Energy renovation in residential areas has always aimed to reduce the total energy consumption of buildings. But we need to become even better at reducing energy consumption if we are to reach the ambitious goal of Denmark becoming a CO₂ neutral society by 2050. Aside from looking good in both the operating budget and the CO₂ balance, reducing energy consumption also has a social, cultural and health-related impact on residents and users of buildings.
In REVALUE we will make a full-scale demonstration of two renovation projects in areas with different residential compositions, and study their effects as regards the reduction in energy consumption and the impact on health and well-being. We renovate with a focus on energy savings while also finding a method to determine the added value generated by renovation, such as a better indoor climate or new urban spaces in the built environment.
Better residential areas with low energy consumption
The aim is reduce energy consumption in demonstration buildings by at least 50 per cent. This involves elements such as new facades, windows and roofs and, in this way, the renovation work will significantly change the indoor climate in the buildings and the architectural expression in the area.

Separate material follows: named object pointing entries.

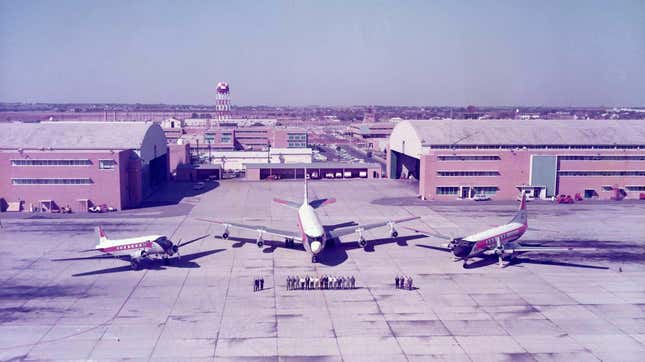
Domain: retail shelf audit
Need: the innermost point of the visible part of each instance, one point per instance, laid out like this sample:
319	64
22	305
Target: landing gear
135	264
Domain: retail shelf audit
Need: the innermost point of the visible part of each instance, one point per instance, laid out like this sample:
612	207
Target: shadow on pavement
172	192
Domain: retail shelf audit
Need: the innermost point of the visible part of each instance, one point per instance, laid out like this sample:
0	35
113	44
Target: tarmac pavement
545	307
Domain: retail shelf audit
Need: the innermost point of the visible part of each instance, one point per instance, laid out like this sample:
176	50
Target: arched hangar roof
420	134
138	136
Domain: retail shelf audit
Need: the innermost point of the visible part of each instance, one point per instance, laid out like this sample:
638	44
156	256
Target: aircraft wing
429	233
517	247
258	228
291	204
354	229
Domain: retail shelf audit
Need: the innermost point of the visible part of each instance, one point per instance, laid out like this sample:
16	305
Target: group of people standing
258	284
403	282
323	282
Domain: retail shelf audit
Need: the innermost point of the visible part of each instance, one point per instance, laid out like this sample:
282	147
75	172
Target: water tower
223	102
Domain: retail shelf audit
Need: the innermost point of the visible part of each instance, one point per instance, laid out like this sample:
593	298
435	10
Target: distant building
48	165
369	133
460	158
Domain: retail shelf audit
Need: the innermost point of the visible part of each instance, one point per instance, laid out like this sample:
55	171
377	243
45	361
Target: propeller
500	253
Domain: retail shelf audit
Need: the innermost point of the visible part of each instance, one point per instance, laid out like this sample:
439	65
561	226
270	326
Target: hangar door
544	173
402	166
158	170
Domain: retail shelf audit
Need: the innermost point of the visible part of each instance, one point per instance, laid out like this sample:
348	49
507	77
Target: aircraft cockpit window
163	242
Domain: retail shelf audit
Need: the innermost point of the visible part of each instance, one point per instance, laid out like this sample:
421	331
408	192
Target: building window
467	158
51	181
447	190
635	188
601	173
47	163
106	164
602	158
535	147
467	173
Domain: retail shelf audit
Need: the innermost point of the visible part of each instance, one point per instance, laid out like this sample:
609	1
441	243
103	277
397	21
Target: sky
484	53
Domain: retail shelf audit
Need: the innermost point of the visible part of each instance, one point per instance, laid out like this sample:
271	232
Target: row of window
603	158
468	158
467	173
454	190
297	137
74	162
51	181
601	173
103	164
297	144
557	147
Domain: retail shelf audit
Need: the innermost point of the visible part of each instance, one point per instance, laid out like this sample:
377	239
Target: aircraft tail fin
521	216
306	200
101	236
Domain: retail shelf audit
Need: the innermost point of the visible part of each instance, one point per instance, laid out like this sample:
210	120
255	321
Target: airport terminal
47	166
458	159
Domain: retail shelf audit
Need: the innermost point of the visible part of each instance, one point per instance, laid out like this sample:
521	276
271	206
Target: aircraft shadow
186	261
492	259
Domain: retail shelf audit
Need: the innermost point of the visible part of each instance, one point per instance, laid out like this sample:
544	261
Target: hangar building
460	158
49	165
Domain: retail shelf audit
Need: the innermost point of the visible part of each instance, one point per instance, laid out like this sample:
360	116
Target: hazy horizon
440	53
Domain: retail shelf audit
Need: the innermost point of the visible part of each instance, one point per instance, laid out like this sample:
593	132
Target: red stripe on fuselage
483	244
125	247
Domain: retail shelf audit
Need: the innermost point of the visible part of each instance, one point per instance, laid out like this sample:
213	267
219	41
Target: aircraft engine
172	250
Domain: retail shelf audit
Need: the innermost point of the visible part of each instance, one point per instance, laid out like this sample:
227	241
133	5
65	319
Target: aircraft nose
315	246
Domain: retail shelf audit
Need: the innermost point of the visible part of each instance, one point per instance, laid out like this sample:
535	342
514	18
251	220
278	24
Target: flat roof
314	165
527	132
74	135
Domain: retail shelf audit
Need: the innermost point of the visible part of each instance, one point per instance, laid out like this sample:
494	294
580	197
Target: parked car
198	186
564	199
481	197
101	208
528	197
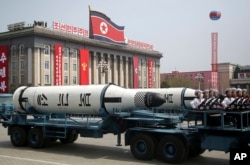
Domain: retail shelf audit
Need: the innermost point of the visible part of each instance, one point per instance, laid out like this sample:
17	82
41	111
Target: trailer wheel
142	146
172	149
35	138
18	136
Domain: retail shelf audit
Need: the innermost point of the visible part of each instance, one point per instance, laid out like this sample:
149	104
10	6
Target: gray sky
180	29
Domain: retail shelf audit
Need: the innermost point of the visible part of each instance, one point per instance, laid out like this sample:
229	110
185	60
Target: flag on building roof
102	28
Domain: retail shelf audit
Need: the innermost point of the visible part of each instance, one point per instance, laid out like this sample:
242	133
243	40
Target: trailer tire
18	136
172	149
142	146
35	138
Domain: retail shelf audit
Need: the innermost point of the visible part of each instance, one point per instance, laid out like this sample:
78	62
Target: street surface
88	151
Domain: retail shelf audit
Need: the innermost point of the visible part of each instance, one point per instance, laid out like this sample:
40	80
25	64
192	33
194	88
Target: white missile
84	99
176	98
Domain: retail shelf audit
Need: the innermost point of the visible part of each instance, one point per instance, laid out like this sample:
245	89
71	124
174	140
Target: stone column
115	72
121	75
126	72
95	70
109	71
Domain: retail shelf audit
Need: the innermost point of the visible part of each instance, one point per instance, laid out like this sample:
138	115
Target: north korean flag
102	28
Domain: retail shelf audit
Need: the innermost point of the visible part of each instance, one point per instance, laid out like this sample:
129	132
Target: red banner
150	72
57	64
214	51
136	75
4	69
104	29
84	67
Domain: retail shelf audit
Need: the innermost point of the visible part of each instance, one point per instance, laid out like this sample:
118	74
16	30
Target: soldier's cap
238	90
211	90
205	91
197	91
244	90
228	90
233	89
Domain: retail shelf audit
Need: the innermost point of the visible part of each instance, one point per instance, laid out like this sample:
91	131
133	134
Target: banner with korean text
102	28
4	69
136	75
150	73
57	64
84	67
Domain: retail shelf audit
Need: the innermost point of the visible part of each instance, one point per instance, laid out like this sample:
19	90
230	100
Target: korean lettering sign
4	69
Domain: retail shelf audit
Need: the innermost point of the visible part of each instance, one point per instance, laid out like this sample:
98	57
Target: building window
22	78
47	49
13	80
46	79
13	50
66	80
74	67
21	50
66	52
74	53
21	65
46	65
66	68
74	80
13	66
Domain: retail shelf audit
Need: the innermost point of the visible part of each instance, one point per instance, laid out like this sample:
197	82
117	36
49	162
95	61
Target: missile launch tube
176	98
83	99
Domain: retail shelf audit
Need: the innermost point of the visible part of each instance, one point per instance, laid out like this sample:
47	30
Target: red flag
57	64
4	69
150	72
136	76
84	67
102	28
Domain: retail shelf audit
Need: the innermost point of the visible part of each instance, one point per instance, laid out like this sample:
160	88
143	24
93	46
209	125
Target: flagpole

With a comprehensive combination of features such as sensor-based energy monitoring, anthropological field studies, physiological tests and indoor climate assessments, we will develop a model to measure the total value of energy renovation, including technical, social and cultural aspects. In this way, we are going one step further with a model that also includes people’s subjective experience of living with renovations.
Complex data lead to good decisions
Another task in the project is to identify options for energy savings and social value creation in the renovation process itself. This involves making transport to and from the residential area more efficient, managing logistics at the building site and minimising material waste. It also means involving residents in the building process in a socially sustainable way to ensure support and ownership of the people living in the residential areas.
The idea is to build a model that can find relations between the technical, social and cultural aspects of energy renovation. This means that each energy renovation project can be indexed so you can see its value on a scale from 1 to 100. A developer will be able to use the model to test different priorities in a renovation design and thereby find the most suitable renovation solution for the individual residential area and provide the most value for money.